Basic Study
Copyright ©The Author(s) 2016.
World J Gastroenterol. Oct 14, 2016; 22(38): 8528-8539
Published online Oct 14, 2016. doi: 10.3748/wjg.v22.i38.8528
Figure 2
Figure 2 Knockdown of special AT-rich sequence-binding protein 2 promotes adhesion, colony-formation and migration of colorectal cancer cells in vitro. A: SATB2 expression levels in cells infected by virus with different shRNAs targeting SATB2 were detected by Western blot. shRNA named shRNA#1 had the best effect in silencing SATB2 expression in SW480, SW620 and DLD-1 cells; B: Cells in which SATB2 was stably knocked down were isolated into single cells and single cells were cultured for 2 wk to form clones. Then we detected SATB2 expression in different clones by Western blot. We chose SW480/clone7 and DLD-1/clone5 cells to be used in the following assays; C: Adhesion capabilities of cells infected by shRNA#1 virus and its control virus were compared by detecting the cells’ absorbance values to reflect the numbers of adhered cells.

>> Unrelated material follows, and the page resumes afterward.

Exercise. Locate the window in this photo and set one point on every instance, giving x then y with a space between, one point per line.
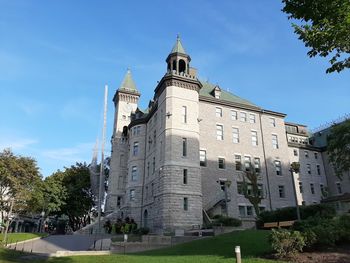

Cells with low SATB2 expression had increased adhesion capabilities; D: Abilities of clone formation of CRC cells with stably reduced expression of SATB2 by an infection of shRNA#1 virus were detected to have an increase in colony formation assay; E and F: Transwell chambers were used to detect migration ability of cells with stably reduced expression of SATB2 by an infection of shRNA#1 virus (E) or by culturing the single cells isolated from shRNA#1 virus infected cells to clones (F) and both groups with low SATB2 expression had increased cell migration abilities. Scale bar is 50 μm. Data shown are mean ± SEM. aP < 0.05, bP < 0.01, cP < 0.001 vs control.